In reviewing the application, the Federal Reserve will consider whether Luther Burbank Savings performed well in meeting local credit needs.
Luther Burbank Savings is engaged entirely in real-estate lending, with 60 percent of its loans for multifamily apartments and the remainder for single-family homes. The company, with nine branches including some in southern California, had 2015 net income of nearly $43 million on $4.4 billion in assets.
In February, Luther Burbank Savings, moved to new headquarters on Third Street in the former AT&T building across from Old Courthouse Square in Santa Rosa.
A unitary thrift, the current structure of Luther Burbank Corporation, controls one savings-and-loan association and can open branches anywhere in the United States. A unitary thrift must hold at least 65 percent of its assets in qualified thrift investments, such as mortgage-backed securities or residential mortgages, but can use up to 20 percent of its assets for commercial loans.
A bank holding company, which reports data to the Federal Reserve, is a corporation that controls one or more banks but doesn’t necessarily do business in banking. Most big banks are part of a bank holding company, which can also engage in securities dealing or underwriting, asset management, real estate, leasing, insurance, private equity and trust services.

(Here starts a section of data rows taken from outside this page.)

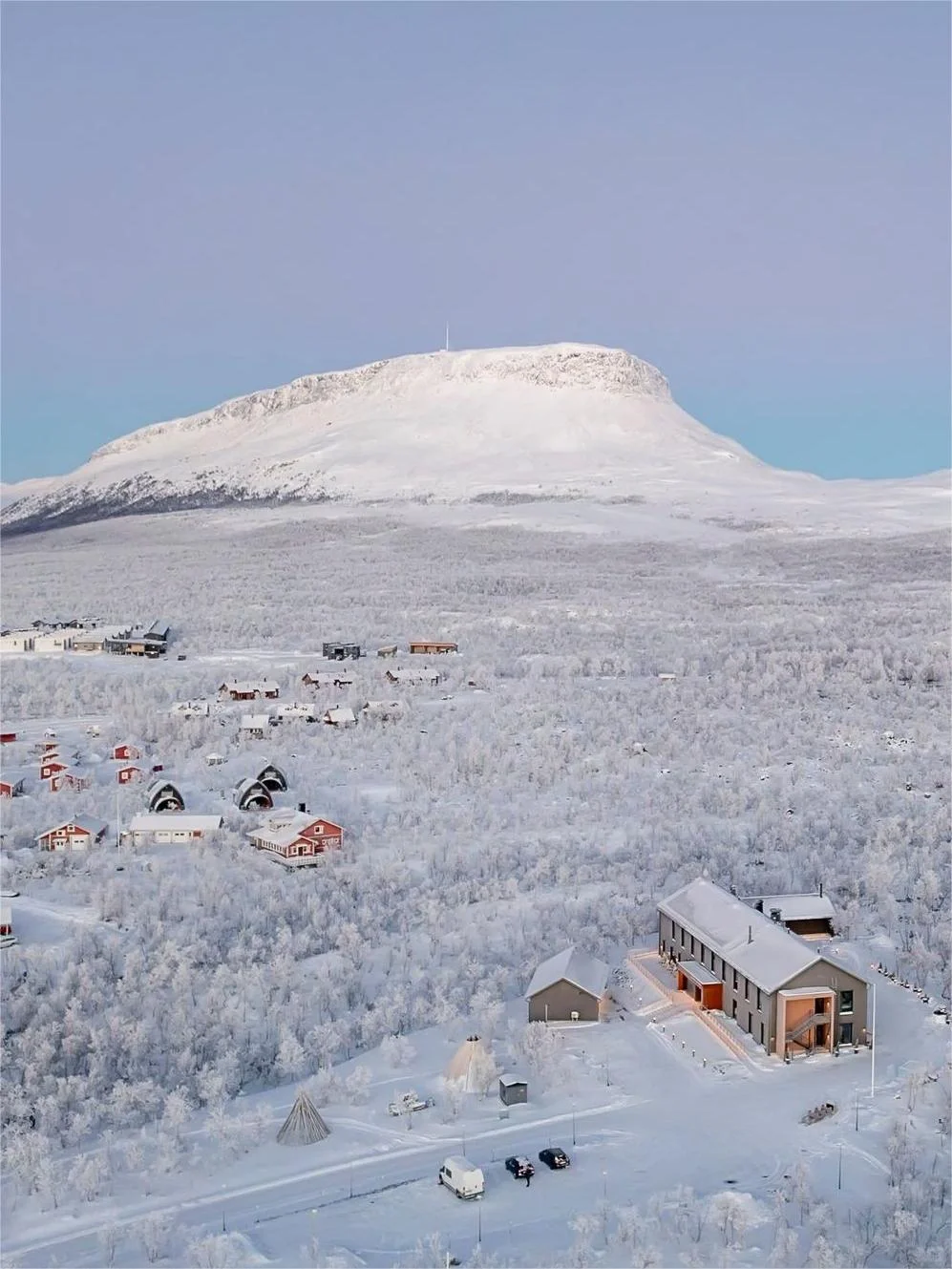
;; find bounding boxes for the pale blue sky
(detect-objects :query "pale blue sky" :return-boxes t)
[1,3,952,479]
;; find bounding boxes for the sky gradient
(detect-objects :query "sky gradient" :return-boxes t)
[0,3,952,481]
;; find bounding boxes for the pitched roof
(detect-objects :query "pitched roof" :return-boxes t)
[744,895,836,921]
[239,714,270,731]
[658,877,826,995]
[525,946,608,998]
[324,706,357,725]
[37,820,109,841]
[249,811,343,850]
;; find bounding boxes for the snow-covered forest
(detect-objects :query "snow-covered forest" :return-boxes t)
[3,514,952,1264]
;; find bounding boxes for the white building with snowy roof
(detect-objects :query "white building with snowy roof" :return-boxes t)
[658,877,867,1057]
[525,945,608,1023]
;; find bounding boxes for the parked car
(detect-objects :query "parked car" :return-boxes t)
[436,1154,486,1198]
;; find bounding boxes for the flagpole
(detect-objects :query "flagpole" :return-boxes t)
[870,983,876,1098]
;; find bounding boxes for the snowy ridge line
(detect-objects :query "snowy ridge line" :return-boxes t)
[0,344,949,535]
[3,1096,650,1254]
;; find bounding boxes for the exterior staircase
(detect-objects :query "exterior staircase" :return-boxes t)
[783,1014,833,1045]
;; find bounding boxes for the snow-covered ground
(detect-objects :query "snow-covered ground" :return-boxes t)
[0,504,951,1266]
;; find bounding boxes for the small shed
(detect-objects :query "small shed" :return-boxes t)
[321,640,361,661]
[498,1075,529,1107]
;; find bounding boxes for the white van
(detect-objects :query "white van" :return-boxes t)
[436,1154,486,1198]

Bank holding companies in the United States control more than $15 trillion in assets, according to the Federal Reserve Bank of New York — nearly the size of the $18 trillion U.S. gross domestic product in 2015.
Luther Burbank Savings, a private company, plans to remain private, according to CEO John Biggs, who has been with the company for nearly 30 years.
“The ownership is exactly the same,” Biggs said in an interview with the Business Journal on July 19. “Nothing changes in the ownership. It’s not going public. What we are doing is converting our charter, changing from a federally chartered savings-and-loan institution to a state bank. That means we will not be supervised by the OCC (Office of the Comptroller of the Currency).”
“We will be supervised by the DBO (Department of Business Oversight) and insured by the FDIC (Federal Deposit Insurance Corporation),” Biggs said. The change is driven in part to avoid OCC examination fees.
There are lower fees for the state DBO. “We will save about $800,000 a year,” Biggs said. “It’s a big number for us.” The FDIC does not charge for its examinations.
The savings goes directly to profits, Biggs said.
At the state level in California, financial institutions were regulated by the Department of Financial Institutions, which in July 2013 became the California Department of Business Oversight. The new department is intended to protect consumers and serve businesses engaged in financial transactions. It regulates not just banks, but other businesses including: broker dealers and investment advisers, business and industrial corporations, payday lenders and finance lenders, residential mortgage lenders and originators, capital-access companies, check sellers, bill payers, money transmitters, credit unions, escrow agents, franchises, industrial banks, corporate securities and trust companies.